On Truth and Lies in a Non-moral Sense by Friedrich Nietzsche
According to Nietzsche, everything is both a lie and a metaphor. This is mainly because he believes that all the concepts that are fronted by men are metaphors that do not represent what is in the real world. The various concepts are all created by human beings that are designed in common agreement to make communication efficient and effective. However, this fact is easily forgotten by human beings after they create them and later come to deem them as true and to be in conformity with reality. Therefore, if this is what Nietzsche argues to be the truth, then according to him, everything is nothing but a lie and metaphor that fails to represent what is in the real world (Bizzell, and Bruce, 2001).
I fail to agree with Nietzsche on this concept of the truth because from birth, the human mind is born as a tabular rasa; a plain paper. However, through the experiences and realities of this world, brought about with time it is field with much knowledge. With this in mind, it can only be argued that what will be conceived by the mind can only be a representative what is in the reality experienced by the same mind and nothing that is in existence.
Nietzsche believes that humans are removed from reality. What he means is that there lacks absolute truths with the world being forced to come up with its own measures on how to think and live. With this regard, knowledge becomes relative, evolving and depends upon culture. This is in connection to language being a metaphor that is apparent from the absolute truth and reality. Man is therefore detached from reality, since he can neither experience reality nor communicate it. In my opinion, I regard this ideology to be true but only to a certain extent. Reality is relative to the perceiver and thus bringing the idea that there lacks absolute reality. However, everything including reality is experienced in a common space. This means that if man agrees on a certain aspect that it can be deemed as true since they all judge from the same environment.
By giving an example on leaves, Nietzsche was expounding on his view of the world comprising of fragments that are dissimilar to each other. During the creation of concepts, man tends to overlook the fact that there lacks similarity in any two objects or occurrences. Consequently, instead of communicating genuine knowledge, the conceptualization process tends to rob reality its aspect of multiplicity and also obliterates the original richness and vivacity of human experience. The leaf therefore indicates on the multiplicity of life whereby, although the leaves of a tree may share certain characteristics, each leaf is unique and differs from the rest. I agree with this concept of the leaf because when taking into account concept of the leaf, man is able to design the concept “leaf “, by merely overlooking on the underlying differences between one leaf to another. With this regard, the concept “leaf”, therefore becomes a falsification of the reality of leaves (Bizzell, and Bruce, 2001).

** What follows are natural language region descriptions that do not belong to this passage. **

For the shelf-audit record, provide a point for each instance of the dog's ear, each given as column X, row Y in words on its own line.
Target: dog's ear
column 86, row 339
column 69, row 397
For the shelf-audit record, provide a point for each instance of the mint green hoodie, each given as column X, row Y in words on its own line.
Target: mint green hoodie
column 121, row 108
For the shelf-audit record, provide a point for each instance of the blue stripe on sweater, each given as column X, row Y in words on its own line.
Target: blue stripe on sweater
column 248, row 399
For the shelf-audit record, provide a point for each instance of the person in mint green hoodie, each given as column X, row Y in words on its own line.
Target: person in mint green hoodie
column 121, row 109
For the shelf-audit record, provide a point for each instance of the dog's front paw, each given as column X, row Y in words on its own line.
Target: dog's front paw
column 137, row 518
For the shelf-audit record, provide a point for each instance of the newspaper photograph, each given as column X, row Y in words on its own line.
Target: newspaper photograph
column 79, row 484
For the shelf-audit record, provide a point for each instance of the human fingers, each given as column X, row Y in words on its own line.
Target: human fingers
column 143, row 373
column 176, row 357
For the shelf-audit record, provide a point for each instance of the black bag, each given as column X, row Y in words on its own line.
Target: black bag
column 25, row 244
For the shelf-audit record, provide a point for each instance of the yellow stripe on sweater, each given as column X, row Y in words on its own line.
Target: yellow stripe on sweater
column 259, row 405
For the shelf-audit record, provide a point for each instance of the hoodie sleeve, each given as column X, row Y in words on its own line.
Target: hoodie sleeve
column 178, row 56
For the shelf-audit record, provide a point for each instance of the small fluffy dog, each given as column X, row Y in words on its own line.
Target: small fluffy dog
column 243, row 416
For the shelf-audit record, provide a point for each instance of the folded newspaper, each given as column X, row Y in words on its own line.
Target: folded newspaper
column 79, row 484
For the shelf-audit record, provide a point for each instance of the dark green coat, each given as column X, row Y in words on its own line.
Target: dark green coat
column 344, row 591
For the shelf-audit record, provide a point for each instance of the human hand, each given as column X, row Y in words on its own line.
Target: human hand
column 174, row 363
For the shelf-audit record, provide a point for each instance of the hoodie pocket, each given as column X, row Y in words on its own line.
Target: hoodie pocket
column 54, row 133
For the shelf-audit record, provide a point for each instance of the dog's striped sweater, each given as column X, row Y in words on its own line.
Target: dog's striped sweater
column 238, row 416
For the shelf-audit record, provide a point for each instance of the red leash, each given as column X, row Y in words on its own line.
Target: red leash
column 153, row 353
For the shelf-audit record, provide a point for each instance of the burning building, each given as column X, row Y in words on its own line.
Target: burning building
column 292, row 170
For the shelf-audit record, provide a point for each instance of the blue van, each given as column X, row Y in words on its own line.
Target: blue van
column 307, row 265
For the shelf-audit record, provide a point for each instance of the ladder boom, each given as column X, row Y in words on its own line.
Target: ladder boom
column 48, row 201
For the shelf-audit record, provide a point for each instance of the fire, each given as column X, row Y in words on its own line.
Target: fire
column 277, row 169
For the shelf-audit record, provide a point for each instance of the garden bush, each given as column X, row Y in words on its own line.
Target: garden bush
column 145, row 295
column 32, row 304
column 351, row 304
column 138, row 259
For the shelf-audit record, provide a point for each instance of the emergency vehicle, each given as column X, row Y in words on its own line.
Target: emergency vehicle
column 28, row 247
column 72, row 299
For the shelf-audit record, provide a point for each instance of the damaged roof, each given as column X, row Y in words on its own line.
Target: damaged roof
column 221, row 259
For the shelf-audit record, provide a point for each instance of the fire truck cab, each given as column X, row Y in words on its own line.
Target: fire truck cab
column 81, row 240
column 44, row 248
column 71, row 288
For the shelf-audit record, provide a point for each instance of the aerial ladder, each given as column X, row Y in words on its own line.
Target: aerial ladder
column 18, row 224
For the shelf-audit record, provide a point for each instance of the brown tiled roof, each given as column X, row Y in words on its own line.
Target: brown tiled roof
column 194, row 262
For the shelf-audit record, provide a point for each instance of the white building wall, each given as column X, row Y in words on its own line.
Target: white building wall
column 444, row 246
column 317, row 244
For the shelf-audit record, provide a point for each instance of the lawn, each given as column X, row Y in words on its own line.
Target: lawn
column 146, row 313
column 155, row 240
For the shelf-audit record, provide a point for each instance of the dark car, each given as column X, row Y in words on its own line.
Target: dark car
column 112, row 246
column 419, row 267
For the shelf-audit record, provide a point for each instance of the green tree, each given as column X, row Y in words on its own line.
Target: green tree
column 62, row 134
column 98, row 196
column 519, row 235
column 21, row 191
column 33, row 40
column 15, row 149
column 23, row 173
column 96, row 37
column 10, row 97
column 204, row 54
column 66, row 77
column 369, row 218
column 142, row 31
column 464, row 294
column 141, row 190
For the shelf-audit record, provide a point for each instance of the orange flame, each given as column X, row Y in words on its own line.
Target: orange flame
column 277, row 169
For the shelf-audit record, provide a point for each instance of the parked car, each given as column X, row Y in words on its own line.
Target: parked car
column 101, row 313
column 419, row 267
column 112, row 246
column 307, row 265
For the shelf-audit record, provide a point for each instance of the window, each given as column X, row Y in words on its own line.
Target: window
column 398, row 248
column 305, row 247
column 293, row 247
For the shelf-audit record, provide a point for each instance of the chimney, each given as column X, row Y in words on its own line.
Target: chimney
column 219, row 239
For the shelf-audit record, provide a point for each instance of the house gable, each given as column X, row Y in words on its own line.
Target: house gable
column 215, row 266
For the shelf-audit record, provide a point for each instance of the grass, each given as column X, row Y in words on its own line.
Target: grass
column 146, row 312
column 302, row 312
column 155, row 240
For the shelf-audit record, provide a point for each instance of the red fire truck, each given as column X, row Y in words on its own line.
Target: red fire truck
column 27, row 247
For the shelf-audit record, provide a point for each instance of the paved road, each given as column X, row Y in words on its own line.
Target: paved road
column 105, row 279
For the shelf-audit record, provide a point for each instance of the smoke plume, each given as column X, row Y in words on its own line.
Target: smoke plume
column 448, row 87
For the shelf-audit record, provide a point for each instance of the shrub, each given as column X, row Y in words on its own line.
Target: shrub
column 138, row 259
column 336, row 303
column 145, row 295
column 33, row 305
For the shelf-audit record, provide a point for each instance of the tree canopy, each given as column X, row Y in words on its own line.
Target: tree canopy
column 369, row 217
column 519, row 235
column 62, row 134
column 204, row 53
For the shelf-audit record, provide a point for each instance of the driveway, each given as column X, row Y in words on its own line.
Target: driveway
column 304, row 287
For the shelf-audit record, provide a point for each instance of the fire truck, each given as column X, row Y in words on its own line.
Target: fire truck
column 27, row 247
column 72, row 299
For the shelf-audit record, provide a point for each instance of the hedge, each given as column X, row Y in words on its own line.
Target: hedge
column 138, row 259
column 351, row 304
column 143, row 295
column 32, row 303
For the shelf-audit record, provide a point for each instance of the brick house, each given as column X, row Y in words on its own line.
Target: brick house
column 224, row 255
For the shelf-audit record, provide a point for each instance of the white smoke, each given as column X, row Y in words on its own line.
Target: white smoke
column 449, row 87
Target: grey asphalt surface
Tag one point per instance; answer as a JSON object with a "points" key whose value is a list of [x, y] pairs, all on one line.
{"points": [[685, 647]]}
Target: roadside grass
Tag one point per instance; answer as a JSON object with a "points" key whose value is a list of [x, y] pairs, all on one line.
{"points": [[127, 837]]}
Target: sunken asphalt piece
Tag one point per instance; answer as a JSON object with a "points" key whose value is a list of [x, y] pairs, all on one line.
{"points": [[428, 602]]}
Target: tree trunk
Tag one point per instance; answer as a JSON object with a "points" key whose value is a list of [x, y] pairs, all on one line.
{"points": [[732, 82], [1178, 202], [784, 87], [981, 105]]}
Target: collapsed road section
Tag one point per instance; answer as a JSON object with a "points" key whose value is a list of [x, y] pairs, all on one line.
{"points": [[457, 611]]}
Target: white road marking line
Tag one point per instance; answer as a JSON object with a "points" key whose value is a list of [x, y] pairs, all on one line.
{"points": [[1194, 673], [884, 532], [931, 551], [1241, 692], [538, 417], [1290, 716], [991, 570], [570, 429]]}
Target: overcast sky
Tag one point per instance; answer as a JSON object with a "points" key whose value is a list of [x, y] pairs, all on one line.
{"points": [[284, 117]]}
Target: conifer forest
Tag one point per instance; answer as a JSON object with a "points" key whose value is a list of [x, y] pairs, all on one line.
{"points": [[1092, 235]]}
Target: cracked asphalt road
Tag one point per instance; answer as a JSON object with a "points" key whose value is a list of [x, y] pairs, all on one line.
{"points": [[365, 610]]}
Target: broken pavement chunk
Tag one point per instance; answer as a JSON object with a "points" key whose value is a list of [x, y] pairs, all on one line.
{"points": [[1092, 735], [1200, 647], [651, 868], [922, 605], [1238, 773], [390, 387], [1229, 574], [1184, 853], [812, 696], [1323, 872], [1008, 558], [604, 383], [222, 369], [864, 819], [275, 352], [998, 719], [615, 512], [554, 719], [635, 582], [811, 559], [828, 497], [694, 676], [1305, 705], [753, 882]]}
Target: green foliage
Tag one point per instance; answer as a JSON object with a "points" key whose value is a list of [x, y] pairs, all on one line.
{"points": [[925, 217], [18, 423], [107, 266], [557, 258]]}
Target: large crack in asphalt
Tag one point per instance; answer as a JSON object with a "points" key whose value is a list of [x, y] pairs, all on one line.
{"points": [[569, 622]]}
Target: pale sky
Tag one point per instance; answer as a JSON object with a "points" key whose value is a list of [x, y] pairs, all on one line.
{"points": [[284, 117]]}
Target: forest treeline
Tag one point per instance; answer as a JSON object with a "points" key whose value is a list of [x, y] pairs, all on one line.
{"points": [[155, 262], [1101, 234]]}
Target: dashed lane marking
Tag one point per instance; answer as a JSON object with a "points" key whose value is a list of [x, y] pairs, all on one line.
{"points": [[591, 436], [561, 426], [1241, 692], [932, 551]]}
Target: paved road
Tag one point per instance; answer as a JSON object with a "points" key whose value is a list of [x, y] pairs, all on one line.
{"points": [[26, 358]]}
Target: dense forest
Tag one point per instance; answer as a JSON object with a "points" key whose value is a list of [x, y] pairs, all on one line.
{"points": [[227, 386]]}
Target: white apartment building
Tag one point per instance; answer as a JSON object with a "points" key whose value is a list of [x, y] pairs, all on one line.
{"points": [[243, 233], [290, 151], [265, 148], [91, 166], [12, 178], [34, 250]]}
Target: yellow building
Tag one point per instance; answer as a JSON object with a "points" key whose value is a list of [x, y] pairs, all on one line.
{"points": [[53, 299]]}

Nietzsche is of the belief that a rhetorical style is deliberately artistic and can never exist naturally. In his view, classical orators are perceived as profoundly rhetorical by modern analysts and critics simply because of the existence of an oral form of argument that is considered to be a higher development form than the traditional written form. Nietzsche also perceived language to be rhetoric in the sense that it is used to convey an opinion as opposed to knowledge bringing about the artistic nature of rhetoric. I agree with this view because every time man attempts to design a word to represent an object, there is falsification in the process since there lacks neither any previous experience with the object nor the word in being aware that the two do mesh.
Nietzsche is also critical on the issue of there being an objective truth. This is agreeable because the thought that there exists a right way of perceiving a matter renders humanity to be inflexible in terms of thought. A healthy mind tends to be flexible, rational and strict and recognizes there exists various ways in the consideration of a given matter.
Bizzell, Patricia, and Bruce Herzberg. The rhetorical tradition:Readings from classical times to the present. 2nd edition. Bedford Books of St. Martin’s Press, 2001. Print.